Diz que tem noção de que serve como referência para muita gente e quando a convicção lhe falta, prefere não se posicionar publicamente. Mesmo assim, concordou em divulgar seus votos para a presidência: Cirgo Gomes (PDT) no primeiro turno e nulo no segundo.
Como quem custa a reconhecer que um ídolo fez escolhas equivocadas, Bial tenta justificar o posicionamento atual de Regina, voltando a 2002, quando, na véspera da eleição presidencial, ela foi à TV, pela campanha de José Serra, então adversário de Lula, para proferir a clássica frase: “Eu tenho medo”.
O apresentador pergunta então a Gabriela se ela acha que aquele episódio, que estigmatizou Regina, por uma “incompreensão, vamos chamar de autoritarismo da esquerda, foi determinante para a guinada dela pra direita“. “Pode ter sido uma reação?”, sugere ele.
“Houve uma mudança na forma de olhar pra forma como ela se posicionou”, respondeu Gabriela, que não avança sobre a teoria dele, tratada por ela como uma “pergunta interessante”. “Eu me sinto muito pouco na posição de fazer esse tipo de julgamento”, responde, emendando: “Agora, a gente é muito diferente em muitas coisas. Eu entendo que exista uma associação, até pelo próprio trabalho, mais do que na quantidade, mas de personagens muito fortes… ‘Por Amor’, ‘Chiquinha Gonzaga’. Eu faço até mea culpa, já fiz isso e venho fazendo, eu podia ter feito esse movimento de separação antes, não sei, talvez me expondo mais, não sou muito essa pessoa”, admitiu.

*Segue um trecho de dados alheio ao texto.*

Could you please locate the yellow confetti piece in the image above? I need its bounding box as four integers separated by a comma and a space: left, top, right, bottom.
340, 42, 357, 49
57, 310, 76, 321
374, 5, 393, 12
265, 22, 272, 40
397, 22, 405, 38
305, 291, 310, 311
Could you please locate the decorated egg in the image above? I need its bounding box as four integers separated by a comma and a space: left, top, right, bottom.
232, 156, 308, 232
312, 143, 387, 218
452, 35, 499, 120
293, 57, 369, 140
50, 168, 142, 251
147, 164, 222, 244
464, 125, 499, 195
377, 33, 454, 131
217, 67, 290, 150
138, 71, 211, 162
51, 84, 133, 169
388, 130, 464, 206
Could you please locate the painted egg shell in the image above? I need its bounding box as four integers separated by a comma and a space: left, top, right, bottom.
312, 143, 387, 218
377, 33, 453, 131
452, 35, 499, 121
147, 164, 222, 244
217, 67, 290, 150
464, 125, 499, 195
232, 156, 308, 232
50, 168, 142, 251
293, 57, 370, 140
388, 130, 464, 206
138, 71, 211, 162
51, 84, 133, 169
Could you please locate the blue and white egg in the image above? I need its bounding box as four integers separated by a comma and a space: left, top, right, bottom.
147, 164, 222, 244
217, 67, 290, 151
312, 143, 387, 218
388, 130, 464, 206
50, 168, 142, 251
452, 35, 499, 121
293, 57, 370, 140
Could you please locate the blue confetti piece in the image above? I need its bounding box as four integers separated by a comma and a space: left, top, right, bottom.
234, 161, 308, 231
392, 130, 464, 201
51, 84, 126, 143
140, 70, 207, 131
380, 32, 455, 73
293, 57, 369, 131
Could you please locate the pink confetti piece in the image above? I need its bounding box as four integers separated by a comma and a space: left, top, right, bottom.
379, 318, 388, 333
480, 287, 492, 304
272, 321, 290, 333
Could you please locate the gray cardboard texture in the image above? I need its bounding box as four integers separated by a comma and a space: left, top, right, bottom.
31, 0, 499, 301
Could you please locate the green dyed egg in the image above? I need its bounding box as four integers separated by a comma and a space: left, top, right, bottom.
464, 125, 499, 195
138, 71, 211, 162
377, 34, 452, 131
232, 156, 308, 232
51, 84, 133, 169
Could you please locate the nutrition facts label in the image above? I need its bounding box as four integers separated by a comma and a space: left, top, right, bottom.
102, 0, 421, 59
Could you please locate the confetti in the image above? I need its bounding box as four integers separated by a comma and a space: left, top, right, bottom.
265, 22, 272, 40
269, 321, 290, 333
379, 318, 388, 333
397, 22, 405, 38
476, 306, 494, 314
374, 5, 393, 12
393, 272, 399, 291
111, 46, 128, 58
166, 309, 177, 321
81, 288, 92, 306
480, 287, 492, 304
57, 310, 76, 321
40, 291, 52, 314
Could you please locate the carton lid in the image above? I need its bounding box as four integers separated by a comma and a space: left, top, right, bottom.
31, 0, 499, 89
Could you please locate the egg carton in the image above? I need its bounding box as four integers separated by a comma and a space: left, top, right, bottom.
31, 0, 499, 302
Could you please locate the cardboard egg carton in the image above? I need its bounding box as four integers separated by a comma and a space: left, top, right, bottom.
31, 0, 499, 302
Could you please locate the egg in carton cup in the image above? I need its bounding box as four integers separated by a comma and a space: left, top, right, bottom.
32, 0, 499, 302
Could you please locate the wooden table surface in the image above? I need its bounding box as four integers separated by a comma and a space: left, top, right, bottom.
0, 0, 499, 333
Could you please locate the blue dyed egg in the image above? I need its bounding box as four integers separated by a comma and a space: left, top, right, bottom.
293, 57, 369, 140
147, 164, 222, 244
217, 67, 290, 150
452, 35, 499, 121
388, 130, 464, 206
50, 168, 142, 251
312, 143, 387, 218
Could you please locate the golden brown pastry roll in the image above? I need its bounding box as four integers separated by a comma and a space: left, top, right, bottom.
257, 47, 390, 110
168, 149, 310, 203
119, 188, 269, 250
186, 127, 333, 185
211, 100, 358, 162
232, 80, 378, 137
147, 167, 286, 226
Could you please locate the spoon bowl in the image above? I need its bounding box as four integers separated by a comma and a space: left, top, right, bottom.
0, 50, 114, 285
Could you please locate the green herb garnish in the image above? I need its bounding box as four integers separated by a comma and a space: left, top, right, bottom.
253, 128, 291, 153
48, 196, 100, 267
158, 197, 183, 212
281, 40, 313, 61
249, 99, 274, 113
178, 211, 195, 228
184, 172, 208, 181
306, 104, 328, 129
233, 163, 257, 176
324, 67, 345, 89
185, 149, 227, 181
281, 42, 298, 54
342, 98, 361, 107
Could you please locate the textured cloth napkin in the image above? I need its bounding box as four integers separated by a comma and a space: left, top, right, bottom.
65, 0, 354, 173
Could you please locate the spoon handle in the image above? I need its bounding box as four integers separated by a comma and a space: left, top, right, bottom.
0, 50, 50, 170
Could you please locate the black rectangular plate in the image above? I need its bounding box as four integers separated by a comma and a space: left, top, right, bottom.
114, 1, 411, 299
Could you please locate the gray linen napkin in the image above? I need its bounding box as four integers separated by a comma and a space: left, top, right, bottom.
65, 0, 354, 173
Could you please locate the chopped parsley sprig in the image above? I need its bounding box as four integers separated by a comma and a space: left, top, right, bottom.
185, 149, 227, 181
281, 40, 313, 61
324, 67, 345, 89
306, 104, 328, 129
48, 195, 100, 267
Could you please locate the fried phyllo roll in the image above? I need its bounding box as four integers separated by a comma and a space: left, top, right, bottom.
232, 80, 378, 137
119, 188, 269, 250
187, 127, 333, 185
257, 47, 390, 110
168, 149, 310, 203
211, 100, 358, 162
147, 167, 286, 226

“Não se culpe por isso”, afagou Bial em seguida, como quem não se esquiva de perguntas espinhosas, mas está sempre pronto a assoprar a mordida inevitável.

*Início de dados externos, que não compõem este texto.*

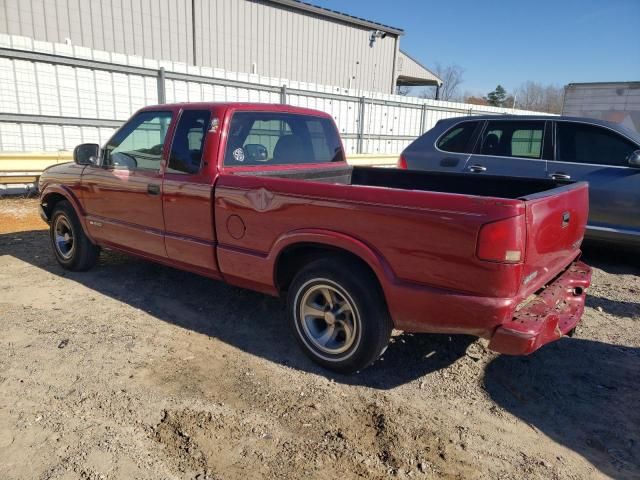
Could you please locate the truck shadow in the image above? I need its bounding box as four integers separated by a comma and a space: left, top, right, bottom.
484, 338, 640, 478
0, 230, 474, 389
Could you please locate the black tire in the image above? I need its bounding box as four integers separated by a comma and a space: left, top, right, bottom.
49, 200, 100, 272
287, 256, 393, 374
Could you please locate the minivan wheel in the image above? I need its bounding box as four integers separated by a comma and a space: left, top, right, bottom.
49, 200, 100, 271
288, 256, 392, 373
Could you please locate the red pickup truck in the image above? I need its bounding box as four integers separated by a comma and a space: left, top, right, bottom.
40, 103, 591, 372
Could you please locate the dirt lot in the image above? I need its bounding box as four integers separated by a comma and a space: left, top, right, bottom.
0, 200, 640, 480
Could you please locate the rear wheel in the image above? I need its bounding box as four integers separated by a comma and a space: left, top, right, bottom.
49, 200, 100, 271
288, 257, 392, 373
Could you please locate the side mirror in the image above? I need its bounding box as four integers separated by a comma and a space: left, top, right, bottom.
73, 143, 100, 165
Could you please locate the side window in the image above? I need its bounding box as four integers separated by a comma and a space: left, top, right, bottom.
556, 122, 638, 167
167, 110, 211, 174
103, 111, 172, 171
437, 122, 479, 153
224, 112, 344, 166
480, 120, 544, 158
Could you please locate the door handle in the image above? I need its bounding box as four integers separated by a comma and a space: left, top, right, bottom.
147, 183, 160, 195
549, 172, 571, 180
440, 157, 460, 167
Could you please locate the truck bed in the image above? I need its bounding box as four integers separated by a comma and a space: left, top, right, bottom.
241, 166, 569, 199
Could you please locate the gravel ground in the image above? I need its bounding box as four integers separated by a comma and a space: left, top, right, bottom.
0, 199, 640, 480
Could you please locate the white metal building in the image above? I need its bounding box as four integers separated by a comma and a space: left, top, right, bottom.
0, 0, 442, 93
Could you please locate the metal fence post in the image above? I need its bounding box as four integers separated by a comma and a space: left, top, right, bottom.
420, 103, 427, 135
158, 67, 167, 103
356, 97, 365, 153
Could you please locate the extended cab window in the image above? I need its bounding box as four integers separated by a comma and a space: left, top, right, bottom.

O entrevistador quis saber se a mãe não consultou ou não discutiu com a família a decisão de encerrar um contrato de uma vida inteira com a Globo para ser secretária de alguém que boicota a cultura.
“Não, ela comunicou, e isso é muito ela, muito a personalidade dela. Era um desafio que ela queria agarrar, era uma coisa que ela queria fazer, e não tem ‘consultar os filhos’ ou ‘consultar a família’, tem comunicar. Então, a partir disso, volto para o meu lugar de filha, mãe dos netos dela, mas eu não sou uma consultora e não seria uma boa consultora pra ela, no caso.”

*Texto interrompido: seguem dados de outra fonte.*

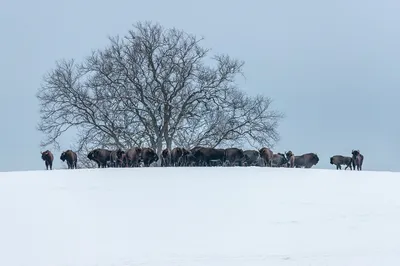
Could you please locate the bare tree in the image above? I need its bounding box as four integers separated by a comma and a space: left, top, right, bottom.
37, 22, 283, 153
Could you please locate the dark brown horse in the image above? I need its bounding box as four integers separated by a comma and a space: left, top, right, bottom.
60, 150, 78, 169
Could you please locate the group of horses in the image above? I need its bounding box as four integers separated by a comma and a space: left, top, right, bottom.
41, 146, 364, 170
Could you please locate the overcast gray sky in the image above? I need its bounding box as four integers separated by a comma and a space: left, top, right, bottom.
0, 0, 400, 171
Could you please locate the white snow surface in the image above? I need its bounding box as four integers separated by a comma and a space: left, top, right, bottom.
0, 167, 400, 266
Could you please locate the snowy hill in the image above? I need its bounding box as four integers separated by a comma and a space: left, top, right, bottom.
0, 167, 400, 266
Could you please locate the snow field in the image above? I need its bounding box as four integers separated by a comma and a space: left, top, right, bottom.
0, 167, 400, 266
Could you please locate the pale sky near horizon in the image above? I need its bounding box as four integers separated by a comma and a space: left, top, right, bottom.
0, 0, 400, 171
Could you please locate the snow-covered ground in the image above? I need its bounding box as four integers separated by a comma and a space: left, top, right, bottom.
0, 167, 400, 266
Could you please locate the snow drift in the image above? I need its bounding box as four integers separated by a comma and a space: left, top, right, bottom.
0, 167, 400, 266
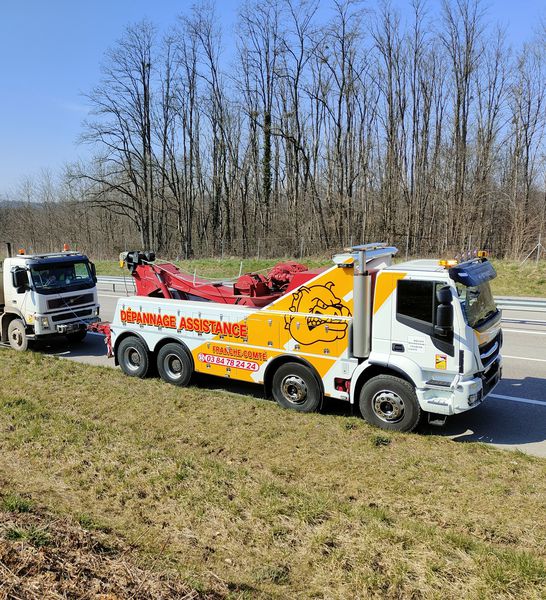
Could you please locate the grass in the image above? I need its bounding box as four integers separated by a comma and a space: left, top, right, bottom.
96, 257, 546, 298
0, 351, 546, 599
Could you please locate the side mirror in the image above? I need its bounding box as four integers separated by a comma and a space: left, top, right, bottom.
434, 286, 453, 337
11, 267, 29, 294
436, 285, 453, 304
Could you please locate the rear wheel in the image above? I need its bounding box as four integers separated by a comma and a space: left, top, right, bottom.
272, 363, 322, 412
157, 344, 193, 387
8, 319, 28, 352
359, 375, 421, 431
116, 335, 150, 378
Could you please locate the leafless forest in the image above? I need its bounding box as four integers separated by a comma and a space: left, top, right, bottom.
0, 0, 546, 258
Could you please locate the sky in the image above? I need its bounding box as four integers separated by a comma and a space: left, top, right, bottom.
0, 0, 546, 199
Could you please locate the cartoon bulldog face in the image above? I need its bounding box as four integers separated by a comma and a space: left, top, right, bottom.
285, 281, 351, 346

Gabriela contou ainda que chegou a ser ameaçada nesse período e tem tudo documentado, mas recebeu apoio de colegas que nem lhe eram tão próximos e isso será levado para a vida toda.
“É o que eu falei na época: cada um que cuide do seu CPF. Eu tenho as minhas escolhas e de dois filhos, que ainda precisam da minha mentoria. E teve pessoas me cobrando de me posicionar, o que [queriam?], apedrejar sua própria mãe em praça pública? Como assim? Não é querer muito fogo no parquinho?”
Quando Bial exibe o vídeo em que Bolsonaro e Regina anunciam a saída dela da secretaria e a volta a São Paulo, sob o pretexto de ficar mais próxima dos filhos, quer saber quem ficou mais aliviada: Regina ou os filhos? “Foi um período muito turbulento, que de certa forma nos afastou, não por nada, não por uma questão ideológica, de apontar dedo na cara, mas tem a ver com uma dinâmica muito complicada, de entrar ali, sair… Eu posso responder por mim, eu fiquei muito aliviada.”
O entrevistador aperta mais: quer saber se Regina se arrependeu dessa “experiência, vamos dizer, fracassada”. E é então que Gabriela disse que evita o assunto com a mãe. Evasiva, respondeu que “em qualquer âmbito da nossa relação, eu vou estar sempre ali”.
É, como disse Bial no início do programa, não é fácil ser peixinho de peixe, mas, em alguns casos, isso pede mais que demonstração de talento e competência, requer um jogo de cintura excepcional.